Bruges' sights are similar to those of Ghent, except that its belfry is more splendid and more famous and the Memlings of the Hôpital St. Jean draw crowds of art lovers to Bruges who never even stop at Ghent.
Our little run around Belgium, a sort of willy-nilly blowing about by the North Sea winds, drew us next to Ostende. If there is one place more splendidly chic than Ostende it is Monte Carlo. The palm is still with Monte Carlo, but, for August at any rate, Ostende, with its Digue, its hotels and terrace cafés and restaurants, is the very glass of fashion and fashionables.
It was only on entering Ostende, over the last few kilometres of the road from Bruges, just where it borders the Slykens Canal, that we met anything deserving to be called a good road since leaving the neighbourhood of Namur.
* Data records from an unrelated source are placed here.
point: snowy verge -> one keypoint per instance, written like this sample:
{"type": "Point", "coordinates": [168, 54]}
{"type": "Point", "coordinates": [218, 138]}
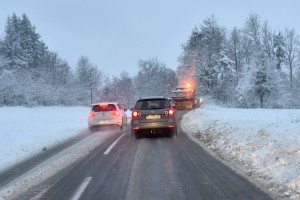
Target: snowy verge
{"type": "Point", "coordinates": [54, 165]}
{"type": "Point", "coordinates": [264, 142]}
{"type": "Point", "coordinates": [26, 131]}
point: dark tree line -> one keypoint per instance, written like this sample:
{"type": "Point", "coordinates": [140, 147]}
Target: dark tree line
{"type": "Point", "coordinates": [254, 66]}
{"type": "Point", "coordinates": [31, 74]}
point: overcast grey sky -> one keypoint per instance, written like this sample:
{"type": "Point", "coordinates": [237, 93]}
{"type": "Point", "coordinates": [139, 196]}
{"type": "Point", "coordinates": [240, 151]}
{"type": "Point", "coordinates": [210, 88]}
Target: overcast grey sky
{"type": "Point", "coordinates": [116, 34]}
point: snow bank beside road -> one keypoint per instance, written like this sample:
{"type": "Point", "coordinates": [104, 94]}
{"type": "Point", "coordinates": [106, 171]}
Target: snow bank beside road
{"type": "Point", "coordinates": [265, 141]}
{"type": "Point", "coordinates": [25, 131]}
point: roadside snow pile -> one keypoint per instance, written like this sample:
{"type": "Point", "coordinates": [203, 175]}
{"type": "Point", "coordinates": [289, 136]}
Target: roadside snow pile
{"type": "Point", "coordinates": [264, 141]}
{"type": "Point", "coordinates": [26, 131]}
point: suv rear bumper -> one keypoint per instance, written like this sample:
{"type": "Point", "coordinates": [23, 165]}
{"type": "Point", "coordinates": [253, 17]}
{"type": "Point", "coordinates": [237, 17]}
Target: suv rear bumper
{"type": "Point", "coordinates": [117, 121]}
{"type": "Point", "coordinates": [155, 125]}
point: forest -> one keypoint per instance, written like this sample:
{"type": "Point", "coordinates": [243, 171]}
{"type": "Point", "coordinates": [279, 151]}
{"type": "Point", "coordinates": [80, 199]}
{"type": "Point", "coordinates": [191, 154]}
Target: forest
{"type": "Point", "coordinates": [248, 67]}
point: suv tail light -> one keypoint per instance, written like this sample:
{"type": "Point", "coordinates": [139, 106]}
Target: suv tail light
{"type": "Point", "coordinates": [136, 114]}
{"type": "Point", "coordinates": [170, 112]}
{"type": "Point", "coordinates": [92, 114]}
{"type": "Point", "coordinates": [115, 113]}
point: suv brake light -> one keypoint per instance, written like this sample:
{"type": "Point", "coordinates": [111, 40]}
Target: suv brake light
{"type": "Point", "coordinates": [92, 114]}
{"type": "Point", "coordinates": [136, 114]}
{"type": "Point", "coordinates": [169, 112]}
{"type": "Point", "coordinates": [114, 112]}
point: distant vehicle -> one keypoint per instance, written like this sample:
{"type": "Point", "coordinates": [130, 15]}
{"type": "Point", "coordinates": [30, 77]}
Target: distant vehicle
{"type": "Point", "coordinates": [153, 115]}
{"type": "Point", "coordinates": [108, 113]}
{"type": "Point", "coordinates": [184, 98]}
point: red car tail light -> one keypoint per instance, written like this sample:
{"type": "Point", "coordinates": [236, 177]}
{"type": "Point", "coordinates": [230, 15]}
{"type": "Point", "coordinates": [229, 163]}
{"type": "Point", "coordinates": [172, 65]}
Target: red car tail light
{"type": "Point", "coordinates": [170, 112]}
{"type": "Point", "coordinates": [115, 113]}
{"type": "Point", "coordinates": [92, 114]}
{"type": "Point", "coordinates": [136, 114]}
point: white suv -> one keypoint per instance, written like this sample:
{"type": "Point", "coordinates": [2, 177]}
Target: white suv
{"type": "Point", "coordinates": [108, 113]}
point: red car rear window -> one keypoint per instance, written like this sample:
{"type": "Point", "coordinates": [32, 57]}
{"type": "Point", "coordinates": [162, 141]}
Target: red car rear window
{"type": "Point", "coordinates": [104, 107]}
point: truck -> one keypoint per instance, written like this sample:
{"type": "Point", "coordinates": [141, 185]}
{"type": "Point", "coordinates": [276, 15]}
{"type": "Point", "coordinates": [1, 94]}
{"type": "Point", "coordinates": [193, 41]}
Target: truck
{"type": "Point", "coordinates": [184, 98]}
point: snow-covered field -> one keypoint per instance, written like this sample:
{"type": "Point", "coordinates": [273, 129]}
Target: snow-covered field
{"type": "Point", "coordinates": [26, 131]}
{"type": "Point", "coordinates": [264, 142]}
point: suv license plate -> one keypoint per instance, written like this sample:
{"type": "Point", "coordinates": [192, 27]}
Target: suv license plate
{"type": "Point", "coordinates": [153, 117]}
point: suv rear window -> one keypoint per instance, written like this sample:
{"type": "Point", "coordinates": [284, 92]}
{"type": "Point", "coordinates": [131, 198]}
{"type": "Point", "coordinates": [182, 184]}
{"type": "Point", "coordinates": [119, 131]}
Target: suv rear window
{"type": "Point", "coordinates": [151, 104]}
{"type": "Point", "coordinates": [104, 107]}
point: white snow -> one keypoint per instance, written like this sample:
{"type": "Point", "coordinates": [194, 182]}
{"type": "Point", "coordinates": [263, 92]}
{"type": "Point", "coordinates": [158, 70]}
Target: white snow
{"type": "Point", "coordinates": [26, 131]}
{"type": "Point", "coordinates": [264, 142]}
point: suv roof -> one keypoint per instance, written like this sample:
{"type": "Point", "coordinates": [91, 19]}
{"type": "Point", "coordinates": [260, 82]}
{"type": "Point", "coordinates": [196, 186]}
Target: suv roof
{"type": "Point", "coordinates": [153, 97]}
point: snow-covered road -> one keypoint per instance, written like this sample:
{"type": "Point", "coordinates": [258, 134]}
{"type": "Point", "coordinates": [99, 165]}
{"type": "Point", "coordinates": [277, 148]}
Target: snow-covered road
{"type": "Point", "coordinates": [265, 142]}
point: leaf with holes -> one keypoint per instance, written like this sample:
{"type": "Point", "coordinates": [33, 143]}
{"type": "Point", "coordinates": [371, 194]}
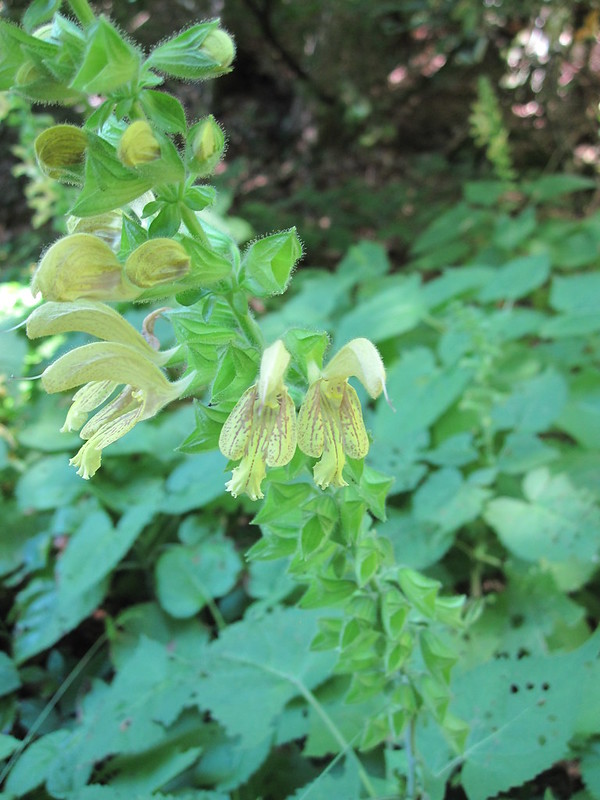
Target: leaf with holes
{"type": "Point", "coordinates": [522, 715]}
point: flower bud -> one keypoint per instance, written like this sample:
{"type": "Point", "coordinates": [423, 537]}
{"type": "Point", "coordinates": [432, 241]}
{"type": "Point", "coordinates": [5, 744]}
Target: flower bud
{"type": "Point", "coordinates": [220, 46]}
{"type": "Point", "coordinates": [138, 145]}
{"type": "Point", "coordinates": [273, 365]}
{"type": "Point", "coordinates": [207, 144]}
{"type": "Point", "coordinates": [80, 265]}
{"type": "Point", "coordinates": [105, 226]}
{"type": "Point", "coordinates": [60, 151]}
{"type": "Point", "coordinates": [157, 261]}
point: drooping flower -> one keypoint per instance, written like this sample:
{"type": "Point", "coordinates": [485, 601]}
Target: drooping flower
{"type": "Point", "coordinates": [261, 429]}
{"type": "Point", "coordinates": [330, 421]}
{"type": "Point", "coordinates": [81, 265]}
{"type": "Point", "coordinates": [124, 359]}
{"type": "Point", "coordinates": [101, 367]}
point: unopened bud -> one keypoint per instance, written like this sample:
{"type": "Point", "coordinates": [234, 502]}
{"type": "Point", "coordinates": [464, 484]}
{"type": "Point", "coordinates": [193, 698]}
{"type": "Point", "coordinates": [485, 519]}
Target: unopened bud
{"type": "Point", "coordinates": [207, 145]}
{"type": "Point", "coordinates": [157, 261]}
{"type": "Point", "coordinates": [220, 46]}
{"type": "Point", "coordinates": [80, 265]}
{"type": "Point", "coordinates": [60, 151]}
{"type": "Point", "coordinates": [138, 145]}
{"type": "Point", "coordinates": [105, 226]}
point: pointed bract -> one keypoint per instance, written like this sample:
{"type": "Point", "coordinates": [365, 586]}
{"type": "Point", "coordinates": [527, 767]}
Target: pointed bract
{"type": "Point", "coordinates": [261, 429]}
{"type": "Point", "coordinates": [360, 359]}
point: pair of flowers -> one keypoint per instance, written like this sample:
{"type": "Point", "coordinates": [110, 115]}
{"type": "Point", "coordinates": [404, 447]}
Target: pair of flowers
{"type": "Point", "coordinates": [262, 430]}
{"type": "Point", "coordinates": [124, 359]}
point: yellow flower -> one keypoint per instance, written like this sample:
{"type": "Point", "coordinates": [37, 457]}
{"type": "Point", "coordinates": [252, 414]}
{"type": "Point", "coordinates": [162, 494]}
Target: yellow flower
{"type": "Point", "coordinates": [102, 367]}
{"type": "Point", "coordinates": [81, 265]}
{"type": "Point", "coordinates": [330, 421]}
{"type": "Point", "coordinates": [261, 429]}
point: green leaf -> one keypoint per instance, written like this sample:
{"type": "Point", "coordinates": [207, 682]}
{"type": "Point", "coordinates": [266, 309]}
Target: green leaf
{"type": "Point", "coordinates": [517, 278]}
{"type": "Point", "coordinates": [16, 48]}
{"type": "Point", "coordinates": [8, 745]}
{"type": "Point", "coordinates": [557, 522]}
{"type": "Point", "coordinates": [198, 480]}
{"type": "Point", "coordinates": [590, 769]}
{"type": "Point", "coordinates": [525, 619]}
{"type": "Point", "coordinates": [523, 452]}
{"type": "Point", "coordinates": [186, 577]}
{"type": "Point", "coordinates": [576, 293]}
{"type": "Point", "coordinates": [97, 547]}
{"type": "Point", "coordinates": [208, 266]}
{"type": "Point", "coordinates": [549, 187]}
{"type": "Point", "coordinates": [44, 614]}
{"type": "Point", "coordinates": [188, 55]}
{"type": "Point", "coordinates": [109, 61]}
{"type": "Point", "coordinates": [205, 436]}
{"type": "Point", "coordinates": [108, 184]}
{"type": "Point", "coordinates": [419, 589]}
{"type": "Point", "coordinates": [150, 621]}
{"type": "Point", "coordinates": [448, 501]}
{"type": "Point", "coordinates": [270, 655]}
{"type": "Point", "coordinates": [267, 263]}
{"type": "Point", "coordinates": [397, 308]}
{"type": "Point", "coordinates": [48, 483]}
{"type": "Point", "coordinates": [580, 416]}
{"type": "Point", "coordinates": [533, 405]}
{"type": "Point", "coordinates": [33, 766]}
{"type": "Point", "coordinates": [39, 12]}
{"type": "Point", "coordinates": [165, 111]}
{"type": "Point", "coordinates": [9, 677]}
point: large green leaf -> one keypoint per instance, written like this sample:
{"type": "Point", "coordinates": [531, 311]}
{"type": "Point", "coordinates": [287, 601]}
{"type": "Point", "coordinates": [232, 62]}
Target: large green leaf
{"type": "Point", "coordinates": [522, 715]}
{"type": "Point", "coordinates": [557, 522]}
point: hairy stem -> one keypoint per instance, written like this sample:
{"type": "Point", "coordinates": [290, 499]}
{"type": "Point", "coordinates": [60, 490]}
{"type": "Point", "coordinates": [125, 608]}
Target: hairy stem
{"type": "Point", "coordinates": [83, 12]}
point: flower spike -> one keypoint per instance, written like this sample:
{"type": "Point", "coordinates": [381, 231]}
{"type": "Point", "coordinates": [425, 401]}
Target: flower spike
{"type": "Point", "coordinates": [261, 429]}
{"type": "Point", "coordinates": [330, 421]}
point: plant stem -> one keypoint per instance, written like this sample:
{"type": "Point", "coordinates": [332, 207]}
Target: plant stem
{"type": "Point", "coordinates": [246, 321]}
{"type": "Point", "coordinates": [192, 223]}
{"type": "Point", "coordinates": [338, 736]}
{"type": "Point", "coordinates": [58, 694]}
{"type": "Point", "coordinates": [83, 12]}
{"type": "Point", "coordinates": [409, 748]}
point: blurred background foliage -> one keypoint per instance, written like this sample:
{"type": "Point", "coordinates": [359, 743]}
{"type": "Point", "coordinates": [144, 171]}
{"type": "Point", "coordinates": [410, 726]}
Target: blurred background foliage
{"type": "Point", "coordinates": [439, 158]}
{"type": "Point", "coordinates": [356, 118]}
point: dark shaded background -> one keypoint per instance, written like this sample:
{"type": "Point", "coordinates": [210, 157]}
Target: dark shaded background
{"type": "Point", "coordinates": [351, 117]}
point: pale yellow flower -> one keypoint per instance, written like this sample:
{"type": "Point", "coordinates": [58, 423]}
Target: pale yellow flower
{"type": "Point", "coordinates": [261, 429]}
{"type": "Point", "coordinates": [330, 421]}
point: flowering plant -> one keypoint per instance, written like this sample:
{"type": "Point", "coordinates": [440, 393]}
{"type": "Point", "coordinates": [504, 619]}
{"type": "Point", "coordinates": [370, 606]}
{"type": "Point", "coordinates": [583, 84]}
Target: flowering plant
{"type": "Point", "coordinates": [138, 233]}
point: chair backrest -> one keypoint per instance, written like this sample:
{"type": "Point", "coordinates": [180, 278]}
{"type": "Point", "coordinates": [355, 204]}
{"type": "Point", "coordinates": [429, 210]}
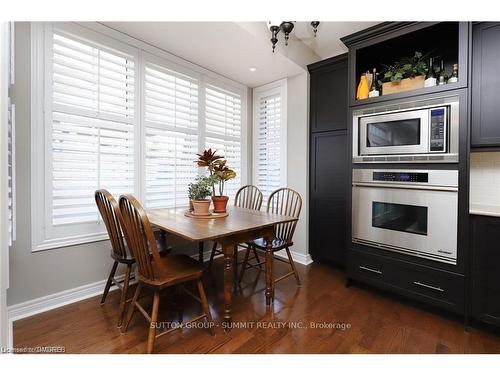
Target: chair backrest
{"type": "Point", "coordinates": [248, 196]}
{"type": "Point", "coordinates": [287, 202]}
{"type": "Point", "coordinates": [140, 237]}
{"type": "Point", "coordinates": [110, 213]}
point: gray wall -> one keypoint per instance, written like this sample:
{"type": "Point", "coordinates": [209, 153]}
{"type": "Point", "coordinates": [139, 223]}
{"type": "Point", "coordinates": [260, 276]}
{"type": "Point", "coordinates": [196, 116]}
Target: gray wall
{"type": "Point", "coordinates": [298, 151]}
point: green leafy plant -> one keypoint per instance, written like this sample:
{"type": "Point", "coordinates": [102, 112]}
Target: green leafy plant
{"type": "Point", "coordinates": [223, 174]}
{"type": "Point", "coordinates": [201, 188]}
{"type": "Point", "coordinates": [406, 67]}
{"type": "Point", "coordinates": [216, 165]}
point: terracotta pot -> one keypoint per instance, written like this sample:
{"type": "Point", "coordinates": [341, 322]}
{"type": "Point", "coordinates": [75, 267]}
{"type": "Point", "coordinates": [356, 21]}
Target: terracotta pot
{"type": "Point", "coordinates": [201, 207]}
{"type": "Point", "coordinates": [220, 203]}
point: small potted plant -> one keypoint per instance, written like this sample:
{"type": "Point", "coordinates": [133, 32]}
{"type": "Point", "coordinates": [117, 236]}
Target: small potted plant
{"type": "Point", "coordinates": [217, 168]}
{"type": "Point", "coordinates": [222, 174]}
{"type": "Point", "coordinates": [198, 193]}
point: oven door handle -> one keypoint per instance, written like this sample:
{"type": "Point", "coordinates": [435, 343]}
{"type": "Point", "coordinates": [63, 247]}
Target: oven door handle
{"type": "Point", "coordinates": [401, 186]}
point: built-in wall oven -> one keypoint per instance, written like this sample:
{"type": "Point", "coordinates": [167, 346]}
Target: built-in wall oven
{"type": "Point", "coordinates": [420, 131]}
{"type": "Point", "coordinates": [408, 211]}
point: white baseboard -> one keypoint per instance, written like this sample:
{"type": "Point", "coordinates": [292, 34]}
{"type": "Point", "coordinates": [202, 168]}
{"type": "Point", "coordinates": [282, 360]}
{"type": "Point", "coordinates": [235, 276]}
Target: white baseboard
{"type": "Point", "coordinates": [304, 259]}
{"type": "Point", "coordinates": [53, 301]}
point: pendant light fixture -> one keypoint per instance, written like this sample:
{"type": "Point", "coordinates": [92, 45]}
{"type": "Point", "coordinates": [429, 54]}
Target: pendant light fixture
{"type": "Point", "coordinates": [287, 28]}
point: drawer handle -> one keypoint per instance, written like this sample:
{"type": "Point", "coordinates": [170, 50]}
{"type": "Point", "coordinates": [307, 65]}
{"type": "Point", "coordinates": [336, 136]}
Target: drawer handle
{"type": "Point", "coordinates": [428, 286]}
{"type": "Point", "coordinates": [371, 270]}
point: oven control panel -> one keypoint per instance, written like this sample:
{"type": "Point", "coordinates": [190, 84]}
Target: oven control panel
{"type": "Point", "coordinates": [401, 176]}
{"type": "Point", "coordinates": [437, 136]}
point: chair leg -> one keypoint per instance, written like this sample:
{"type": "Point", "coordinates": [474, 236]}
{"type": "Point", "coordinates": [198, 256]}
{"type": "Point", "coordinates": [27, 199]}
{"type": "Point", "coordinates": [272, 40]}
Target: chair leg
{"type": "Point", "coordinates": [200, 251]}
{"type": "Point", "coordinates": [206, 308]}
{"type": "Point", "coordinates": [292, 264]}
{"type": "Point", "coordinates": [132, 308]}
{"type": "Point", "coordinates": [257, 257]}
{"type": "Point", "coordinates": [154, 319]}
{"type": "Point", "coordinates": [109, 282]}
{"type": "Point", "coordinates": [244, 264]}
{"type": "Point", "coordinates": [212, 255]}
{"type": "Point", "coordinates": [123, 298]}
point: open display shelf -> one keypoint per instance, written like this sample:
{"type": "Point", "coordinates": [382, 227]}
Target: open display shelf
{"type": "Point", "coordinates": [440, 41]}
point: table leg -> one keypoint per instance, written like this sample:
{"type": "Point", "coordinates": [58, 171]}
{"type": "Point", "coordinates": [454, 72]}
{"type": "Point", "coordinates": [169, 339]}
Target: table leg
{"type": "Point", "coordinates": [228, 250]}
{"type": "Point", "coordinates": [200, 252]}
{"type": "Point", "coordinates": [235, 268]}
{"type": "Point", "coordinates": [268, 237]}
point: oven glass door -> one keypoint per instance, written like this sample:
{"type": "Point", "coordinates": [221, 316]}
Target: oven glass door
{"type": "Point", "coordinates": [417, 221]}
{"type": "Point", "coordinates": [395, 133]}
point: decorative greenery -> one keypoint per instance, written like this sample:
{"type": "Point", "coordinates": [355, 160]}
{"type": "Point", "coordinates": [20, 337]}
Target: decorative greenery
{"type": "Point", "coordinates": [216, 165]}
{"type": "Point", "coordinates": [201, 188]}
{"type": "Point", "coordinates": [407, 67]}
{"type": "Point", "coordinates": [223, 174]}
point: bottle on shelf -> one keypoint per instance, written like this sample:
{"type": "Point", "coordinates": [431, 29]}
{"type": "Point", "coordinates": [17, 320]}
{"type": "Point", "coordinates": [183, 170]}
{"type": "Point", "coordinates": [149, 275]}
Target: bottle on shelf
{"type": "Point", "coordinates": [430, 78]}
{"type": "Point", "coordinates": [374, 91]}
{"type": "Point", "coordinates": [442, 75]}
{"type": "Point", "coordinates": [454, 74]}
{"type": "Point", "coordinates": [363, 88]}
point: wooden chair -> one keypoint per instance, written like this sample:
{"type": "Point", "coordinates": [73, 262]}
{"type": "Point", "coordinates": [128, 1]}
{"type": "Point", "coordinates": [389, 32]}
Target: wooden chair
{"type": "Point", "coordinates": [248, 196]}
{"type": "Point", "coordinates": [283, 201]}
{"type": "Point", "coordinates": [156, 273]}
{"type": "Point", "coordinates": [110, 213]}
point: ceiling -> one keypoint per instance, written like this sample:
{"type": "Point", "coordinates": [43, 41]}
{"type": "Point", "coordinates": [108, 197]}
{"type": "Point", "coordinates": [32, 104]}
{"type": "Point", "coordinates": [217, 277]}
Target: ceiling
{"type": "Point", "coordinates": [231, 48]}
{"type": "Point", "coordinates": [327, 42]}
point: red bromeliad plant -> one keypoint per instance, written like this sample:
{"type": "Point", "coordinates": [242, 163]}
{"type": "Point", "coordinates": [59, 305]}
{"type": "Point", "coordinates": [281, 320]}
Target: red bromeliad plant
{"type": "Point", "coordinates": [208, 159]}
{"type": "Point", "coordinates": [223, 174]}
{"type": "Point", "coordinates": [220, 172]}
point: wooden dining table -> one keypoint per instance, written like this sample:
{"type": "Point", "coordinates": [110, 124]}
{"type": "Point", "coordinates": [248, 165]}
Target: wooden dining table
{"type": "Point", "coordinates": [240, 226]}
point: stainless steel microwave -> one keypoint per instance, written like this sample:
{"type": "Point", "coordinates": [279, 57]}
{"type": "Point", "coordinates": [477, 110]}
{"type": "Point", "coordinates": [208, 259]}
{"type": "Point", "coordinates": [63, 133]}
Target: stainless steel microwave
{"type": "Point", "coordinates": [411, 132]}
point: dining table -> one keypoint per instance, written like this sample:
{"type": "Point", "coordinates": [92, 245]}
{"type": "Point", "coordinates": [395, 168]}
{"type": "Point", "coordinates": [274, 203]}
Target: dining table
{"type": "Point", "coordinates": [241, 225]}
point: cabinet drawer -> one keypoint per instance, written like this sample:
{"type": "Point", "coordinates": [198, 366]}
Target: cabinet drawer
{"type": "Point", "coordinates": [436, 287]}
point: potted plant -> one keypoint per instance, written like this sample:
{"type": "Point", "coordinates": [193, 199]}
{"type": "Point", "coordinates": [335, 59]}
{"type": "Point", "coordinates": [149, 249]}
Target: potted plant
{"type": "Point", "coordinates": [221, 173]}
{"type": "Point", "coordinates": [406, 74]}
{"type": "Point", "coordinates": [198, 193]}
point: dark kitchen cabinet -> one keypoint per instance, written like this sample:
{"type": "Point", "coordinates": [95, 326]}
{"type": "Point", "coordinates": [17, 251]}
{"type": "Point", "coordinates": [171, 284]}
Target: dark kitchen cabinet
{"type": "Point", "coordinates": [485, 84]}
{"type": "Point", "coordinates": [328, 160]}
{"type": "Point", "coordinates": [328, 94]}
{"type": "Point", "coordinates": [485, 275]}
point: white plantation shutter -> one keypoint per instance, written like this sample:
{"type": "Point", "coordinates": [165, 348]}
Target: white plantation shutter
{"type": "Point", "coordinates": [171, 141]}
{"type": "Point", "coordinates": [123, 117]}
{"type": "Point", "coordinates": [223, 130]}
{"type": "Point", "coordinates": [92, 126]}
{"type": "Point", "coordinates": [269, 139]}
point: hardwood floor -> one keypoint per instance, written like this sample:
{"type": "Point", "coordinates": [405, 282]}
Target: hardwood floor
{"type": "Point", "coordinates": [373, 322]}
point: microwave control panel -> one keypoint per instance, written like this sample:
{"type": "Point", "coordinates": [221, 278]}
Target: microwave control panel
{"type": "Point", "coordinates": [389, 176]}
{"type": "Point", "coordinates": [437, 136]}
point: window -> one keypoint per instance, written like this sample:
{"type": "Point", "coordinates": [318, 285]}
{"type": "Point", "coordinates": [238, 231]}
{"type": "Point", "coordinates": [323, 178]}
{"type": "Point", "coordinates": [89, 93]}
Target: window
{"type": "Point", "coordinates": [171, 121]}
{"type": "Point", "coordinates": [223, 130]}
{"type": "Point", "coordinates": [114, 113]}
{"type": "Point", "coordinates": [269, 137]}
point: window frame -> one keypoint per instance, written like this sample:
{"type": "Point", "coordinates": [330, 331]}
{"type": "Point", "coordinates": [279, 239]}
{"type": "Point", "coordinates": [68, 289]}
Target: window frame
{"type": "Point", "coordinates": [42, 238]}
{"type": "Point", "coordinates": [277, 87]}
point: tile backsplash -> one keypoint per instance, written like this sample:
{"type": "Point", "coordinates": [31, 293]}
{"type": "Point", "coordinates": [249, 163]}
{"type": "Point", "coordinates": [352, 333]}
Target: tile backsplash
{"type": "Point", "coordinates": [485, 178]}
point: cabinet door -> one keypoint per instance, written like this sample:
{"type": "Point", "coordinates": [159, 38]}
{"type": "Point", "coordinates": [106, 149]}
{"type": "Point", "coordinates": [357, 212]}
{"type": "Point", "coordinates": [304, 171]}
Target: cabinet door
{"type": "Point", "coordinates": [485, 84]}
{"type": "Point", "coordinates": [329, 93]}
{"type": "Point", "coordinates": [327, 229]}
{"type": "Point", "coordinates": [486, 269]}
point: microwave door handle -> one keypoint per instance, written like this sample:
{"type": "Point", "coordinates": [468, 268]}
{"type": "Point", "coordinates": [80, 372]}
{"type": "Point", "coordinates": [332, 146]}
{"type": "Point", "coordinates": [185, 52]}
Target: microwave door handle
{"type": "Point", "coordinates": [402, 186]}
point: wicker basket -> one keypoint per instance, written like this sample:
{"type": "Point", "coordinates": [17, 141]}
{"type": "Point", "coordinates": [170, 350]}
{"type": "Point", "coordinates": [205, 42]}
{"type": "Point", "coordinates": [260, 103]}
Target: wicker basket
{"type": "Point", "coordinates": [406, 84]}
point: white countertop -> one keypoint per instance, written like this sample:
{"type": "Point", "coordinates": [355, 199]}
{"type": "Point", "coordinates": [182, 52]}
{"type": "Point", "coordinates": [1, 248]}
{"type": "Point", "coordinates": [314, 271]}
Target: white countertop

The roads of Belgium served a former generation very well, but tempus fugit, and the world advances, and really Belgium's highways are a disgrace to the country.
The chief attraction of Ostende—after the great hotels—is its Digue, or Dyke, a great longdrawn-out breakwater against whose cemented walls pound the furies of the North Sea with such a virulence and force as to make one seasick even on land. "See our Digue and die," say the fisherfolk of Ostende,—those that have not been crowded out by the palace hotels,—"See our Digue and eat our oysters."
Ostende is attractive, save on the August bank holiday, when the trippers come from London; then it looks like Margate or Southend so far as its crowds are concerned, and accordingly is frightful.
One should not leave Belgium without visiting Ypres, that is if he wants to know what a highly respectable and thriving small city of Belgium is like.
Ypres is typical of the best, though unfortunately, by whichever road you approach, you still make your way over granite blocks, none too well laid or cared for. The best and almost only way to avoid them is to take to the by-roads and trust to finding your way about. This is not difficult with the excellent map of the Automobile Club de Belgique, but it requires some ingenuity to understand the native who answers your inquiry in bad French and worse Walloon or Flemish.
At Ypres the Hôtel de la Chatellenie will care for you and your automobile very well, though its garage is nothing to boast of. Both meals and beds are good, and the rates are cheap, something less than nine francs a day for birds of passage. You must pay extra for wine, but beer is thrown in, thick, sticky, sugary beer, but it's better than England's "bitter," or the lager of Rotterdam.
Ypres is full of interesting buildings, but its Hôtel de Ville and its Cloth Hall, with its lacelike façade, are easily the best. Ypres has a museum which, like most provincial museums, has some good things and some bad ones, a stuffed elephant, some few good pictures, sea-shells, the instruments which beheaded the Comte d'Egmont, and some wooden sculptures; variety enough to suit the most catholic tastes.